According to a recent report from The Education Trust, a nonprofit that aims to provide equitable education for all students, schools can be doing more to use their federal grants to support teacher diversity.

Georgia, Indiana, Ohio, Nevada, Iowa, Oklahoma, Massachusetts and South Carolina are among several states that serve as excellent examples of those who have made a conscious effort to invest in educator preparedness.

Here’s how they’re doing it:

• Georgia: The state has allocated $5 million to provide program fees, books and materials, exam fees and certification for new teachers.
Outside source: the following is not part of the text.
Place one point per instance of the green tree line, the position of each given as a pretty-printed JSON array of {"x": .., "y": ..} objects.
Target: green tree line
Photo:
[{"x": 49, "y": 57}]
An additional $5 million was used to provide program fees, books and materials in high-need areas for teacher endorsements.
• Indiana: Federal grants were used to partner with 13 higher education institutions in supporting English as a Second Language (ESL) teaching certification.
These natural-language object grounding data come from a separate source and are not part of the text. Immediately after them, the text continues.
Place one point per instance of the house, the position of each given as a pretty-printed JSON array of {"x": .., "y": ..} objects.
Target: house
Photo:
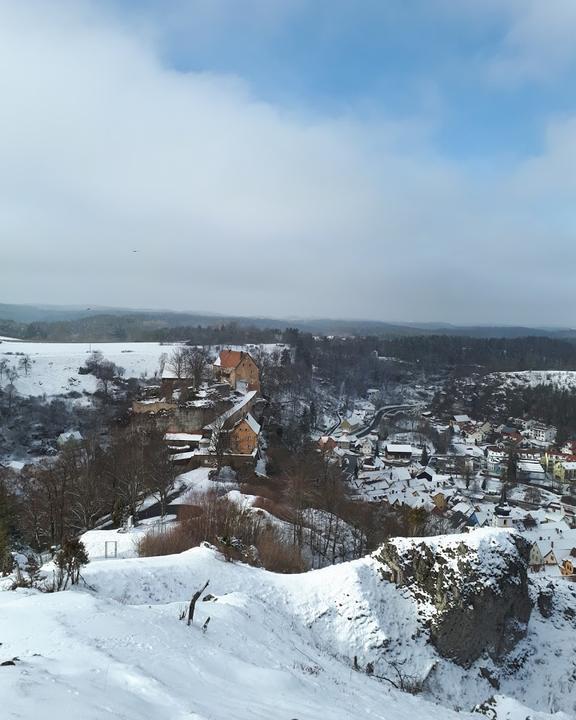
[
  {"x": 479, "y": 433},
  {"x": 539, "y": 432},
  {"x": 243, "y": 437},
  {"x": 398, "y": 453},
  {"x": 366, "y": 446},
  {"x": 351, "y": 423},
  {"x": 568, "y": 567},
  {"x": 70, "y": 437},
  {"x": 326, "y": 444},
  {"x": 502, "y": 511},
  {"x": 495, "y": 458},
  {"x": 565, "y": 470},
  {"x": 238, "y": 369}
]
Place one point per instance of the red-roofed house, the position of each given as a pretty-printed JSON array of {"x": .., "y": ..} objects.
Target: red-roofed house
[{"x": 238, "y": 369}]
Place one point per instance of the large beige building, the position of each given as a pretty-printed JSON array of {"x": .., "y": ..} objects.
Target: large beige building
[{"x": 238, "y": 369}]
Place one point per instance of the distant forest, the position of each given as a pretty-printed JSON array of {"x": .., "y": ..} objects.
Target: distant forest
[{"x": 336, "y": 355}]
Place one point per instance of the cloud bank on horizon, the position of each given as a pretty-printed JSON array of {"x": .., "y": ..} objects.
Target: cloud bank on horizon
[{"x": 291, "y": 157}]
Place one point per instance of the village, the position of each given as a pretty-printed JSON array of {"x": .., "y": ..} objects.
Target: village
[
  {"x": 512, "y": 475},
  {"x": 458, "y": 471},
  {"x": 206, "y": 419}
]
• Ohio and Nevada: Both states used funds to help higher education institutions provide scholarships to those participating in teacher preparation programs.
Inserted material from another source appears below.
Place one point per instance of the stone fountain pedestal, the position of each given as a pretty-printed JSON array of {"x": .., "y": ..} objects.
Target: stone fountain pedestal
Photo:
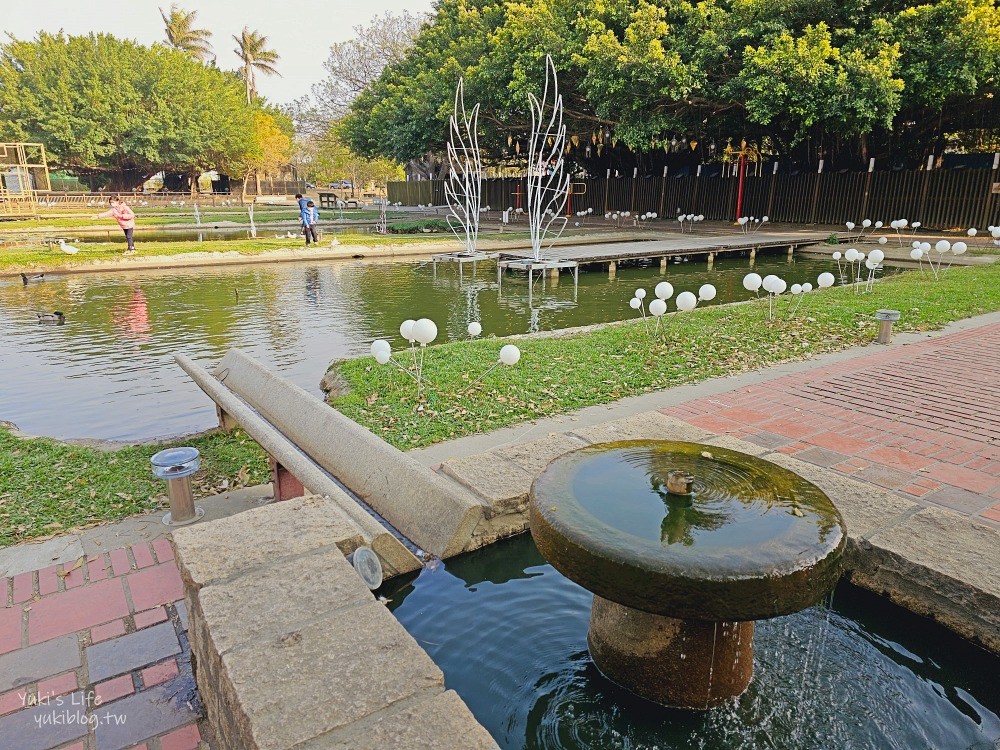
[{"x": 684, "y": 546}]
• Iowa, Nevada and Oklahoma: These three states have allocated resources toward tuition assistance, exam fee waivers and student teaching stipends to those who are enrolled in teacher preparation programs.
• Massachusetts: $350,000 was used to pilot alternative assessments for teachers to obtain their license in order to add more pathways into the profession.
• South Carolina: The state used $600,000 to expand a Clemson University program called “Call me MISTER,” an initiative that serves to expand the pool of eligible teachers from diverse backgrounds.